La Croix-Rouge a travaillé sur trois profils de personnes susceptibles d'être accompagnées. Le premier, celui des exclus du numérique, concerne le plus souvent des personnes qui ont des difficultés ancrées avec l'écrit ou la langue française, ou bien des difficultés cognitives. Ces personnes doivent être accompagnées humainement. Le deuxième profil, débutant à intermédiaire, concerne les personnes qui ne maîtrisent pas les usages numériques mais disposent des compétences nécessaires à l'apprentissage de ces usages élémentaires. Grâce à de la formation, elles peuvent devenir autonomes avec l'outil numérique. Le troisième profil est celui des personnes avancées, qui disposent des compétences numériques élémentaires mais manquent de motivation ou craignent de se tromper. Cette peur de l'erreur apparaît en effet parmi les freins développés par le Défenseur des Droits. Ces personnes ont besoin d'une aide humaine pour prendre en main l'outil et son usage.

En termes d'actions, au regard des profils que nous avons identifiés et des publics que nous accompagnons, nos objectifs sont les suivants : montée en compétence des personnes pour leur permettre de devenir autonomes dans l'usage des outils numériques, insertion sociale et professionnelle, accès aux droits sociaux et création ou maintien de lien social et familial. Nous intervenons sur le principe du volontariat, grâce à une société civile fortement engagée via des bénévoles et jeunes volontaires en service civique. Les personnes majoritairement cibles sont les plus exclues de l'ensemble des dispositifs : personnes à la rue, personnes âgées, personnes bénéficiant des aides de la Croix-Rouge et publics accueillis dans ses établissements. Les trois grands types d'activités mises en place pour répondre à ces besoins sont les suivants : points d'accès numériques mis à disposition de ceux qui le souhaitent, quel que soit l'usage désiré (soit dans des lieux dédiés, soit au sein d'une « vestiboutique »), permanences numériques (tenues par des bénévoles et permettant à des personnes d'être aidées dans un certain nombre de démarches, souvent administratives) et ateliers numériques (permettant d'initier, sensibiliser et former les personnes accompagnées à l'utilisation et à l'autonomie complète sur du matériel informatique). Ces trois activités sont d'ores et déjà mises en place dans un certain nombre d'unités locales. Elles ont été pour certaines suspendues dans le cadre de la crise, du fait du confinement et par souci de protection de certains de nos bénévoles âgés. La fracture numérique a pu avoir un certain nombre d'impacts pendant cette période. En effet, au-delà de ces actions dédiées, l'utilisation de l'outil numérique peut être nécessaire pour l'apprentissage de la langue française, du soutien scolaire, etc.

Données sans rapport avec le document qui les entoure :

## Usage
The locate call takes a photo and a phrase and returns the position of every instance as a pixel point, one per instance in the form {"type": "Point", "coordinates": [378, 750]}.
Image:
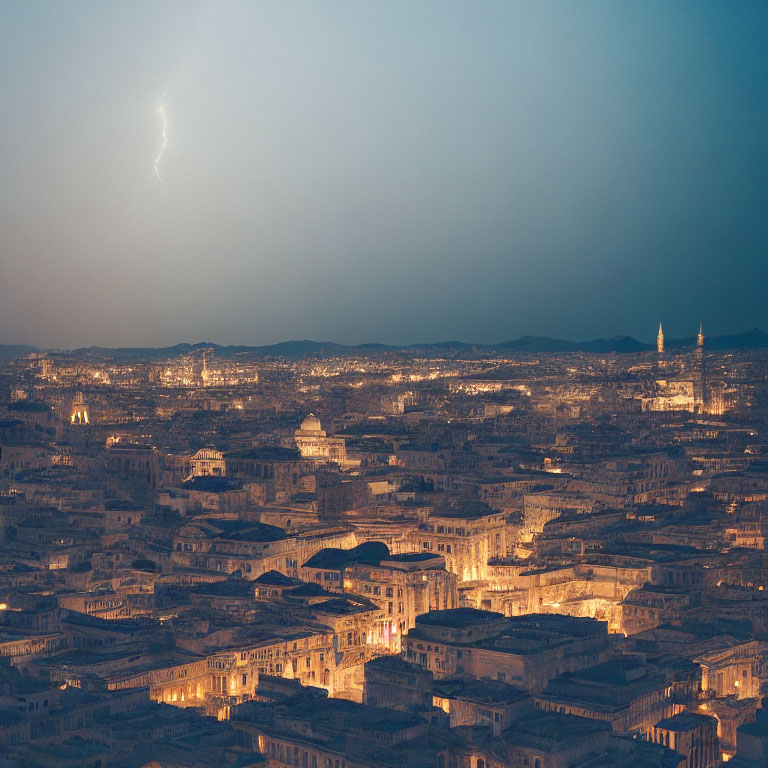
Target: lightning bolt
{"type": "Point", "coordinates": [164, 135]}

Pendant la crise, la fracture numérique a ainsi été un puissant générateur d'inégalités, en termes de limitation de la continuité pédagogique pour les foyers non équipés, de limitation de l'accès au droit pour les personnes non autonomes, en dépit de la prorogation automatique d'un certain nombre de droits, et de limitation de l'accès à l'information, y compris sur les horaires d'ouverture, souvent aménagés, des services publics et lieux d'information, d'orientation et d'accompagnement.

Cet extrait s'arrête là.